Our perception of protein molecular dynamics has been considerably enriched by NMR experiments like chemical exchange saturation transfer (CEST) and Carr–Purcell–Meiboom–Gill (CPMG) relaxation dispersion.^17,37,49 These experiments have enabled the structural characterization of ‘invisible’ states⁵⁰ and the measurement of molecular properties like diffusion coefficients⁵¹, paramagnetic relaxation enhancement⁵² and hydrogen exchange rates⁵³ in these elusive states. Here we demonstrate the potential of a synergistic combination of ¹³C-CEST and CPMG methods in measuring isothermal H/D exchange rate constants in glycans.
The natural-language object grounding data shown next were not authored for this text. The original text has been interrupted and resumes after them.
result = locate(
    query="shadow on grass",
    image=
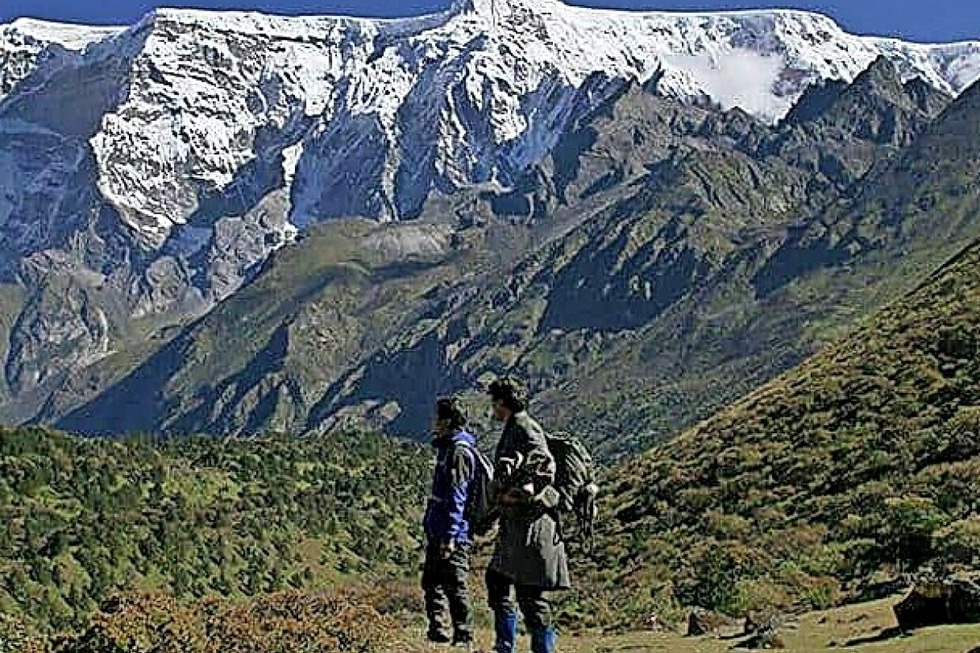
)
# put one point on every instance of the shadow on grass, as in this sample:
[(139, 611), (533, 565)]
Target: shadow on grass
[(885, 635)]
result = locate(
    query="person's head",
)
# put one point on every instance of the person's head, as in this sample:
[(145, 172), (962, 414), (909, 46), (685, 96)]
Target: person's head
[(449, 418), (508, 396)]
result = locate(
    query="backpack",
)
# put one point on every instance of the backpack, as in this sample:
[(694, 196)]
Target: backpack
[(576, 482), (480, 511)]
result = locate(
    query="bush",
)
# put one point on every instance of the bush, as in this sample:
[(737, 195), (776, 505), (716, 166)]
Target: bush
[(289, 622), (959, 543)]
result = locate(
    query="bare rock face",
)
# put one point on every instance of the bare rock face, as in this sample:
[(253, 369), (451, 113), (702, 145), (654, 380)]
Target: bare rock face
[(162, 164)]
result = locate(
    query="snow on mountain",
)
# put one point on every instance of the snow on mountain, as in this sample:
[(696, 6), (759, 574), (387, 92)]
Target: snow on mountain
[(384, 111)]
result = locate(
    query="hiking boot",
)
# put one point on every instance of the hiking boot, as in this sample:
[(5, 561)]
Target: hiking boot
[(436, 637), (543, 641)]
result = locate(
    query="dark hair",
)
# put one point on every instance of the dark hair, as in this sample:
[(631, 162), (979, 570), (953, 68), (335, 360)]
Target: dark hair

Since exchange is studied while magnetization is present on ¹³C nuclei, rate constants can be quantified robustly without interference from dipolar cross-relaxation. ¹³C-¹³C homonuclear scalar couplings also do not complicate the measurement of H/D exchange rates because natural abundance ¹³C magnetization is leveraged in these experiments. Moreover, the use of unlabeled glycan samples eliminates the need for glycan isotope labelling, which is challenging because glycan synthesis is not templated, unlike the cellular production of proteins and nucleic acids. The selective 1D excitation provides flexibility for probing nuclei of interest one at a time, and high-sensitivity CPMG and CEST profiles for a target nucleus can be collected on glycan samples down to 25 mM concentration within a few hours (Fig. S17). We anticipate that precise estimates of hydroxyl exchange rate constants available from our method will be beneficial for detecting transient hydrogen bonds in glycans, which can be used as structural restraints in defining glycan ensembles and for locating hotspots involved in glycan-protein and glycan-glycan recognition.

Associated content

Supporting Information

Supporting Text including a Materials and Methods section describing sample preparation, details of the pulse sequence, ¹³C-CEST and CPMG data processing and analysis, quantitative analysis of differential carbon relaxation in two states; Supporting Figures highlighting the results of simulations, additional glycan ¹³C-CEST and CPMG profiles, ${\chi }_{red}^2$ surfaces, variations in fit parameters at different k_ex values in the ${\chi }_{red}^2$ surface of GC6 in sucrose, intrinsic R₂ measurements from ¹³C-CPMG data, site-specific fractionation factors and ²Δ¹³C(D), results of bootstrap analysis for error estimation, and HSQC spectra of cellobiose and maltose; Supporting Tables of glycan chemical shifts, fit parameters and error analysis from ¹³C-CEST and CPMG profiles.